Das "andere" Island hat einen Namen: Birgitta Jónsdóttir, Gründerin der isländischen Piraten, Internetaktivistin und vor allem Ikone der Anti-Establishment-Bewegung. Ihre Partei lag gleich nach den "Panama Papers" in Umfragen bei bis zu 40 Prozent der Stimmen.
Dann kamen die Fußball-Europameisterschaft und der berauschende Erfolg des isländischen Teams. Leute, die sich vorher kaum noch angeguckt hatten, lagen sich plötzlich in den Armen und das hatte Folgen für die Piraten. Sie sind auf knapp 22 Prozent zurückgefallen, wären aber noch immer die zweitstärkste politische Kraft.
Kampf gegen Filz und Vetternwirtschaft
Jónsdóttir erläutert die wichtigsten Ziele: eine neue Verfassung auf den Weg bringen, die es bisher nur als Entwurf gibt, der von den Isländern zwar abgenickt, von der Politik bisher aber ignoriert worden ist; das Gesundheitssystem verbessern und dann natürlich der Kampf gegen Filz und Vetternwirtschaft:
"Wir haben es mit einer ethischen Krise zu tun. Das sieht man an der Art, wie hier mit dem gegenwärtigen Tourismusboom umgegangen wird. Der geht zu Lasten vieler und es gibt keine Gesetze, die dem Grenzen setzen. Das hat unsere Infrastruktur geschwächt und zu einer weiteren Korruptionswelle geführt, etwa beim am schnellsten wachsenden Unternehmen des Landes."

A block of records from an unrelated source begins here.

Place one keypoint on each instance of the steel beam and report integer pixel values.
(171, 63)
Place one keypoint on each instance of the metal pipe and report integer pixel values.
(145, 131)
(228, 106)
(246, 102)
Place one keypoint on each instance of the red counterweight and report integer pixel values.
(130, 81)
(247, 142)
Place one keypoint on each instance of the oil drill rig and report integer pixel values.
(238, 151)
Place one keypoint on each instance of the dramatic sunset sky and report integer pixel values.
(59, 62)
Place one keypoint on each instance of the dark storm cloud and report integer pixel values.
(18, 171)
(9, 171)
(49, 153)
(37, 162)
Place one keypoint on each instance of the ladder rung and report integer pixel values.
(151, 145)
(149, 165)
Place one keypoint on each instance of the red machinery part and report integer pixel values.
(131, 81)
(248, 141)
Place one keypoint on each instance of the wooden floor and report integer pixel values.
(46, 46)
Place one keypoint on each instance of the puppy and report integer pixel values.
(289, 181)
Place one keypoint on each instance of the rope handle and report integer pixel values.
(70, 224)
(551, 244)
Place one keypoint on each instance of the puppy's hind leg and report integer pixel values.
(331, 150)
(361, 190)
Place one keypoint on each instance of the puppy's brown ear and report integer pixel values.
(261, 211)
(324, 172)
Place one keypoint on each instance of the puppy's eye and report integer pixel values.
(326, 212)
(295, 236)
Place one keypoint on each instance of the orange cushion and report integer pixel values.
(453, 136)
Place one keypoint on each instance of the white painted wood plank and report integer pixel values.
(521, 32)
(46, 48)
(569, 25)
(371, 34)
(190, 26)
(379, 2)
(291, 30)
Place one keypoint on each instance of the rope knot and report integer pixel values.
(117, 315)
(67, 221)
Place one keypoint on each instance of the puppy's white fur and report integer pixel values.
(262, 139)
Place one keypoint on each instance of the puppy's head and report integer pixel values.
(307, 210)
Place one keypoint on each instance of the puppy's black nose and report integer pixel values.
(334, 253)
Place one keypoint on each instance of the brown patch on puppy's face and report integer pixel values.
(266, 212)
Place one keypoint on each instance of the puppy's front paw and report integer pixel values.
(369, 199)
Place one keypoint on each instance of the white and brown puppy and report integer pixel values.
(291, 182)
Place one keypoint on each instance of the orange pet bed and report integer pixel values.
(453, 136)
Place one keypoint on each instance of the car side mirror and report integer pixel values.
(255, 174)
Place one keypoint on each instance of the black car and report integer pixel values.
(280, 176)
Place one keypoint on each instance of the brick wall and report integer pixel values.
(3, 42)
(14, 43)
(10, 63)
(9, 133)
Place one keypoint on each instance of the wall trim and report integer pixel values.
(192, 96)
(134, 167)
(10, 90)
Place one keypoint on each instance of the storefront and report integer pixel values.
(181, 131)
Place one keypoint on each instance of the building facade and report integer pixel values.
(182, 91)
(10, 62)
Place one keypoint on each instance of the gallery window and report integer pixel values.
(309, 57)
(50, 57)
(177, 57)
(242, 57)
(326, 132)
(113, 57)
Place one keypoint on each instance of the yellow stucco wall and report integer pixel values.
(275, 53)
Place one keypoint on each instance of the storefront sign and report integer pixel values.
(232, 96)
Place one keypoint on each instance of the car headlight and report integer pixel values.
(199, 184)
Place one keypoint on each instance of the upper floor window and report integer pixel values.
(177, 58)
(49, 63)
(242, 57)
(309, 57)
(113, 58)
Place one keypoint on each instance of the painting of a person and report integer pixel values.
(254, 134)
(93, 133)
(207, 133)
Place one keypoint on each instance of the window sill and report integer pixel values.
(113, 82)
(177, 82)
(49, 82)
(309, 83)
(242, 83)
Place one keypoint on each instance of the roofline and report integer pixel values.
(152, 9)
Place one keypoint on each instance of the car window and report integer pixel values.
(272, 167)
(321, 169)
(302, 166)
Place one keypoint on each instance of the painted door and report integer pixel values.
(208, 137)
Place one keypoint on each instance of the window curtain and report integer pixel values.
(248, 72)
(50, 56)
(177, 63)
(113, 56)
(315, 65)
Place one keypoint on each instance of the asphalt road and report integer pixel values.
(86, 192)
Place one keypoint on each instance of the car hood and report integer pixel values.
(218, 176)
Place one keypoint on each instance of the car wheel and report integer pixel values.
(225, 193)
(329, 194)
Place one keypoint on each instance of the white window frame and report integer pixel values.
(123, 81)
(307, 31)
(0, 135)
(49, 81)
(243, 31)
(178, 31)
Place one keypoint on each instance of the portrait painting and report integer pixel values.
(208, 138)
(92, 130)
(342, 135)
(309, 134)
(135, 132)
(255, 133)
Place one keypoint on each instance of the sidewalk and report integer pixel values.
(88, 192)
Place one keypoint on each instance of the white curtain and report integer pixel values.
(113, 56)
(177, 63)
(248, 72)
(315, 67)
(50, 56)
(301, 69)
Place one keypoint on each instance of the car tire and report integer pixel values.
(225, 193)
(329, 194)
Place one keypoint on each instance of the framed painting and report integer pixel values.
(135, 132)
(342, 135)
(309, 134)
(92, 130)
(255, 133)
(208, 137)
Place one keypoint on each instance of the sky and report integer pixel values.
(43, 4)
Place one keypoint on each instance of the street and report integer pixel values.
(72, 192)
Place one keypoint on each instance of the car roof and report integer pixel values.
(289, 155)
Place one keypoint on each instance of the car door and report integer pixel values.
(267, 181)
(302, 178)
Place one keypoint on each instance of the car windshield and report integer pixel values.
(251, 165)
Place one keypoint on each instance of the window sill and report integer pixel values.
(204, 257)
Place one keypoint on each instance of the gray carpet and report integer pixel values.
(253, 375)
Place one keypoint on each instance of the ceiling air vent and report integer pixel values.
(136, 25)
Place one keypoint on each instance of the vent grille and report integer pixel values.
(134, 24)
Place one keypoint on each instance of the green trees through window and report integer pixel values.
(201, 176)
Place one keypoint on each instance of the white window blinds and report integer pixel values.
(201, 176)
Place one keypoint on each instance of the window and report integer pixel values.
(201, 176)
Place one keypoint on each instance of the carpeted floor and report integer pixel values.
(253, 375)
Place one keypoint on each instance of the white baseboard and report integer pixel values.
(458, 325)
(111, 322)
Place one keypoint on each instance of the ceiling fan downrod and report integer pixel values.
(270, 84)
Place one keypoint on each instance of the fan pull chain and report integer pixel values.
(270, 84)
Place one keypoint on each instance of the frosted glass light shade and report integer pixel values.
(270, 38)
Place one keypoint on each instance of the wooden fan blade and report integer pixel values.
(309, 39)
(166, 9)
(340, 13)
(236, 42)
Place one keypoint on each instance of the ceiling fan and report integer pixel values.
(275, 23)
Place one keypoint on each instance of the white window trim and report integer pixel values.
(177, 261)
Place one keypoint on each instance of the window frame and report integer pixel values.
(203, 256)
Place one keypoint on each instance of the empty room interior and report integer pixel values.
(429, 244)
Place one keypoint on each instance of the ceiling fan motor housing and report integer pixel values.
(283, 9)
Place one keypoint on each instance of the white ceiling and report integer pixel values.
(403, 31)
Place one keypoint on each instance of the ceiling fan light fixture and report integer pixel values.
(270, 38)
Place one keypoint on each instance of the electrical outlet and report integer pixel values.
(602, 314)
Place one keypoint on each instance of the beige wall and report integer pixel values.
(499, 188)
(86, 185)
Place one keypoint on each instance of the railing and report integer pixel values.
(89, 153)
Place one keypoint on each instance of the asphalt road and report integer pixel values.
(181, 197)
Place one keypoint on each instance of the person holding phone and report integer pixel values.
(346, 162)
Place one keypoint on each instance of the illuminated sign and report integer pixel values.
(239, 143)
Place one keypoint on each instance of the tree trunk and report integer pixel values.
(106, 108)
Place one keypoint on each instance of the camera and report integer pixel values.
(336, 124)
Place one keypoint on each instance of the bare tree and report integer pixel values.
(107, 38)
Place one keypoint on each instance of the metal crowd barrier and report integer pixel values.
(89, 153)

"Unabhängige" wieder knapp vor den Piraten
Damit meint sie den Flughafen Keflavik und nennt als Beispiel gern den Bus-Service von dort in die Hauptstadt und zurück. Die Firma, die diesen Transport exklusiv anbietet, unterhält laut Jónsdóttir enge Beziehungen zum Finanzminister. Er heißt Bjarni Benediktsson, war eine der in den "Panama Papers" erwähnten Figuren und gehört zur konservativen Unabhängigkeitspartei, die bisher zusammen mit der liberalen Fortschrittspartei von Ex-Premier Gunnlaugsson regiert hat. Gunnlaugsson war über die "Panama Papers" gestolpert und ist erst vor kurzem als Parteichef abgewählt worden.

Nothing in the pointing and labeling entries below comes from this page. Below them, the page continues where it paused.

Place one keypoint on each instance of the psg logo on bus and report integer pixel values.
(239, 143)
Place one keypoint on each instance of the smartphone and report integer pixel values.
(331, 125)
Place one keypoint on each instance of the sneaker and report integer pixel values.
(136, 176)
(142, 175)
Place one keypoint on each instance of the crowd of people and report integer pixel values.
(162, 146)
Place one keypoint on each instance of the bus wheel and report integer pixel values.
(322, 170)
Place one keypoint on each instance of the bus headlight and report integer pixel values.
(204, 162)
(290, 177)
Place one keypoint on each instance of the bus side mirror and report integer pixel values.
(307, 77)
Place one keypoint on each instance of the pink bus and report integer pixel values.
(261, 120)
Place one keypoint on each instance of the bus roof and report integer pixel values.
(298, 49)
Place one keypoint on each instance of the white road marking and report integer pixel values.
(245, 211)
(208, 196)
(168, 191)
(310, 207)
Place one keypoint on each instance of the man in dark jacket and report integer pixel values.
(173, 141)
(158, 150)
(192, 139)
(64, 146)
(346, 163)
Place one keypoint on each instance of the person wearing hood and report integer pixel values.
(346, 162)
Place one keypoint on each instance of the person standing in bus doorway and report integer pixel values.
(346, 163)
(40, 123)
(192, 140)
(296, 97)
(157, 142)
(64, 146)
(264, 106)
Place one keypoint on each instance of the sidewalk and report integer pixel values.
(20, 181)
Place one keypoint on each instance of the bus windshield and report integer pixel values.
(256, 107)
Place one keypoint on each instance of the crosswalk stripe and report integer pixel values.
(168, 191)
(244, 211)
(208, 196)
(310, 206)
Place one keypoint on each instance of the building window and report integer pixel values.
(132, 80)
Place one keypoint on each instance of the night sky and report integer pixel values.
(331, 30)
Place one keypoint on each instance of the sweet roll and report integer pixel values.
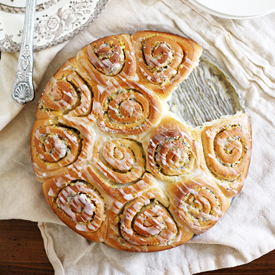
(119, 167)
(79, 205)
(115, 166)
(172, 150)
(127, 108)
(164, 60)
(198, 203)
(66, 93)
(53, 146)
(227, 148)
(107, 59)
(145, 224)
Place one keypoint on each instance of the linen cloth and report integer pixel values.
(245, 50)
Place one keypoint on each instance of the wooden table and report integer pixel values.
(22, 252)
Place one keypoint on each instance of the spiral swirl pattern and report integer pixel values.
(171, 150)
(198, 205)
(120, 160)
(163, 60)
(162, 57)
(82, 205)
(65, 93)
(227, 149)
(55, 147)
(128, 111)
(147, 222)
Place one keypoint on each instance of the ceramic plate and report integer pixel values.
(56, 21)
(236, 9)
(207, 94)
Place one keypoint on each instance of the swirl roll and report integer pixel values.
(172, 151)
(227, 146)
(106, 59)
(128, 109)
(164, 60)
(65, 93)
(79, 205)
(119, 167)
(198, 204)
(54, 146)
(145, 224)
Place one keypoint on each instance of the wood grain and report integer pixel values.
(22, 252)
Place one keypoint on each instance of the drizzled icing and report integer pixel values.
(116, 166)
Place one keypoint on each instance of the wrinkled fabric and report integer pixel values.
(245, 50)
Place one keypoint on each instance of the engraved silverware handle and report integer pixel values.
(23, 90)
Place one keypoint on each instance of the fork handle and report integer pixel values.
(23, 90)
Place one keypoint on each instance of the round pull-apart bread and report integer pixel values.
(116, 166)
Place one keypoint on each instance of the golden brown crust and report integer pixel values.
(164, 59)
(113, 167)
(145, 224)
(107, 60)
(79, 205)
(127, 108)
(65, 93)
(172, 150)
(198, 203)
(227, 147)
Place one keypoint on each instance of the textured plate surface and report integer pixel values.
(206, 94)
(56, 21)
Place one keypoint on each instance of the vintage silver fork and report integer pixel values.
(23, 90)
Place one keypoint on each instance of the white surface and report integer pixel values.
(56, 21)
(236, 9)
(246, 232)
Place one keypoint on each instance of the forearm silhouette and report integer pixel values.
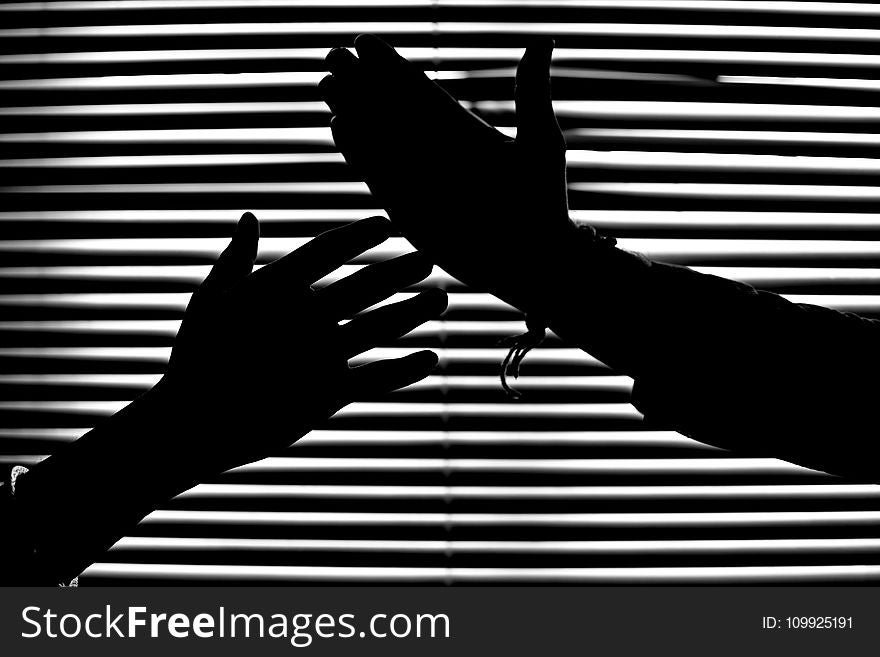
(717, 360)
(260, 359)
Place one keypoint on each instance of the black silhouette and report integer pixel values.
(260, 359)
(714, 359)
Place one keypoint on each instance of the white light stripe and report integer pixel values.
(361, 410)
(428, 55)
(769, 136)
(298, 136)
(728, 190)
(201, 160)
(653, 160)
(172, 301)
(194, 274)
(663, 161)
(622, 109)
(778, 33)
(660, 547)
(743, 466)
(174, 216)
(552, 493)
(329, 29)
(729, 574)
(162, 109)
(775, 7)
(342, 188)
(124, 5)
(830, 83)
(174, 81)
(273, 247)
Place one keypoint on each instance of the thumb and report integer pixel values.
(535, 121)
(237, 259)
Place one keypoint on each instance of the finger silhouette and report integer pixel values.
(536, 123)
(372, 284)
(329, 88)
(373, 50)
(342, 63)
(325, 253)
(384, 376)
(237, 259)
(385, 324)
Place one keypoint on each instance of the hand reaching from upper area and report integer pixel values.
(490, 210)
(261, 357)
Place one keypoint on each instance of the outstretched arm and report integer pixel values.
(260, 359)
(714, 359)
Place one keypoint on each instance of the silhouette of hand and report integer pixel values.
(261, 358)
(489, 209)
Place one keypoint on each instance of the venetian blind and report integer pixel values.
(734, 137)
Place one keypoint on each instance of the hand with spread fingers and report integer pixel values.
(261, 356)
(489, 209)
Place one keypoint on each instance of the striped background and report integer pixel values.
(735, 137)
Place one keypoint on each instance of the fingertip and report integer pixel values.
(436, 299)
(369, 46)
(426, 359)
(377, 224)
(340, 61)
(419, 263)
(248, 223)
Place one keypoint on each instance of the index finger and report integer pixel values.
(326, 253)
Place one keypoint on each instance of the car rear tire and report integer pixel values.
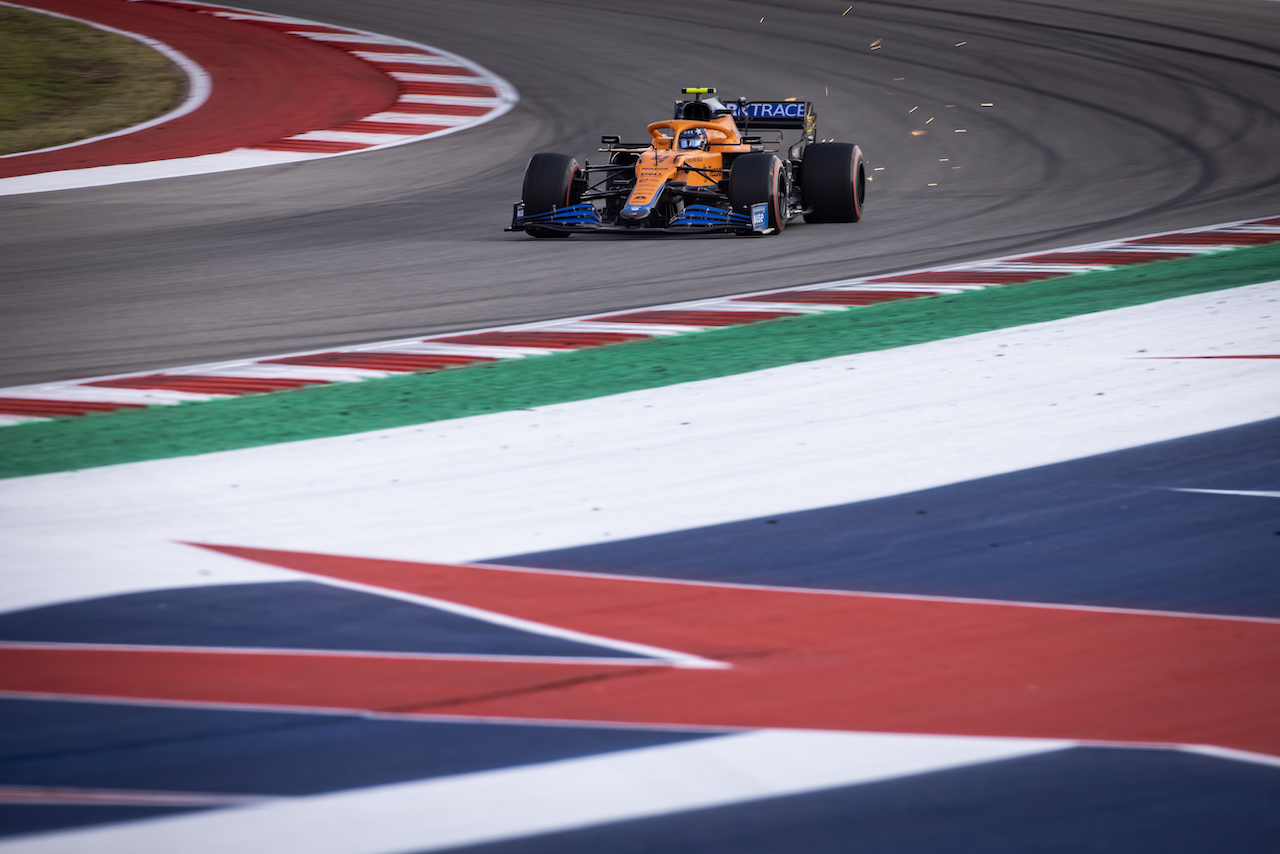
(549, 182)
(757, 178)
(832, 182)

Das Problem dabei trotzdem: Während die Fortschrittspartei bei den Wahlen wohl keine große Rolle mehr spielen wird, liegen die "Unabhängigen" sogar wieder knapp vor den Piraten. Die lehnen aber jede Zusammenarbeit mit den "Etablierten" ab: "Fortschrittspartei und die Unabhängigen kommen für uns nicht in Frage. Denn wir wollen die auf Island blühende Korruption bekämpfen, mit der diese Parteien in Verbindung gebracht werden. Wir müssten also mit Leuten zusammenarbeiten, die für etwas stehen, das wir ein für alle Mal beenden wollen."

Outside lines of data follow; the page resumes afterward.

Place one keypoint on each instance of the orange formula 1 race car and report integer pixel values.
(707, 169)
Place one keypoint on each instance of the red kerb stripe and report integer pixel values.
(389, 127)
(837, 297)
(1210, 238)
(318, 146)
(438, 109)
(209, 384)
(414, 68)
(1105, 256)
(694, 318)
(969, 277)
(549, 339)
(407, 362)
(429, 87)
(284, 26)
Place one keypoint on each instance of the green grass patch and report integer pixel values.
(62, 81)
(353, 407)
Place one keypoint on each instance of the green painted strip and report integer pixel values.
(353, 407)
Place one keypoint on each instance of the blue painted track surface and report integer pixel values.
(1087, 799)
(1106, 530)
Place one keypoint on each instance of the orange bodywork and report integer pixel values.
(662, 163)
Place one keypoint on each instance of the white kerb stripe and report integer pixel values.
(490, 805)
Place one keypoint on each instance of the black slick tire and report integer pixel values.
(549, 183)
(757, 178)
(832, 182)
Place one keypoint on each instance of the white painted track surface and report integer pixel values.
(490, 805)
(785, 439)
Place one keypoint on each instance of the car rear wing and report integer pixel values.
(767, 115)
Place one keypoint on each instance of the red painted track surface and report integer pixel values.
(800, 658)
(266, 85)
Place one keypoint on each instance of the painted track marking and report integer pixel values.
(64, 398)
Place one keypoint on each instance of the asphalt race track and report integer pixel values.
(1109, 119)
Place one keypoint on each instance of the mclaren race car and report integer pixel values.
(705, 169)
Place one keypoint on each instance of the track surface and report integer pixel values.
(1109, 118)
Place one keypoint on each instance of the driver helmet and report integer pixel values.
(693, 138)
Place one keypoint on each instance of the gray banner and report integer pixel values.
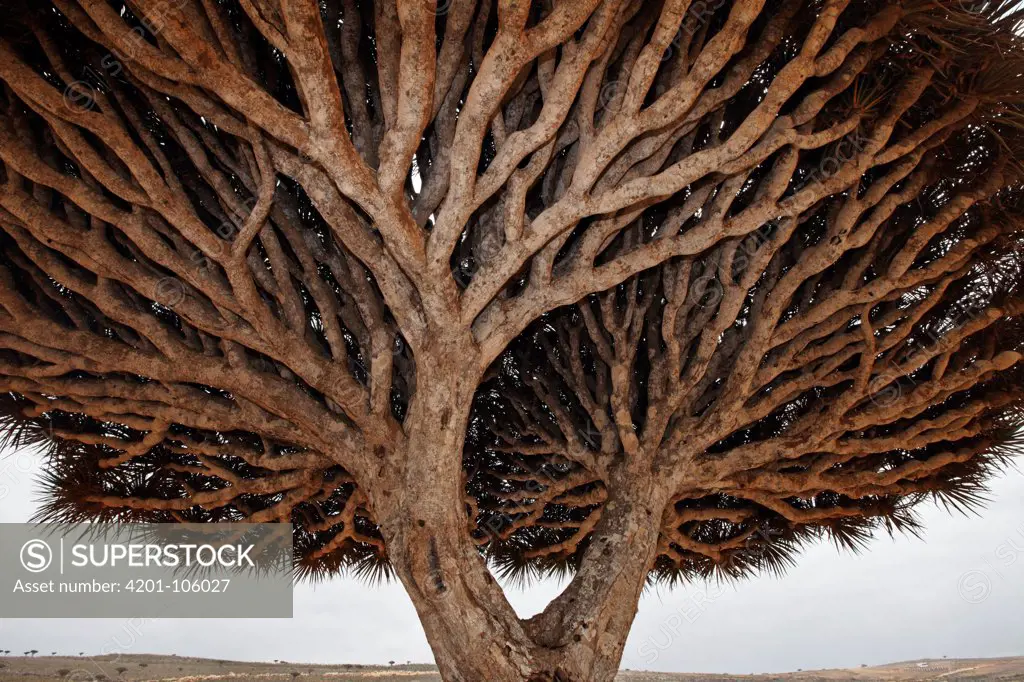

"Etablierte" versprechen den Isländern ein "Weiter so"
Wenn es doch noch zu einer Koalition unter Führung der Piraten käme, dann dürfte das ein links-grünes Bündnis werden und eher wackelig sein. Das wissen die "Etablierten" und versprechen den Isländern ein "Weiter so", schön verpackt als Stabilitäts- und Wachstumsgarantie. Ihre simple Botschaft: Piraten bringen alles ins Rutschen, wir bieten Sicherheit.
Und das scheint vor allem außerhalb der Hauptstadt Reykjavik durchaus anzukommen. Niemand spürt das mehr als die Piraten natürlich, die es in den kleinen Dörfern so viel schwerer haben als in der Hauptstadt. Alfa Eymarsdóttir ist eine von ihren Kandidaten:
"Die Leute haben Angst vor Veränderungen. Sie haben Angst um ihre Jobs. So war das hier schon immer. Isländer sind im Herzen nun einmal konservativ und sie wollen, dass alles bleibt, wie es ist."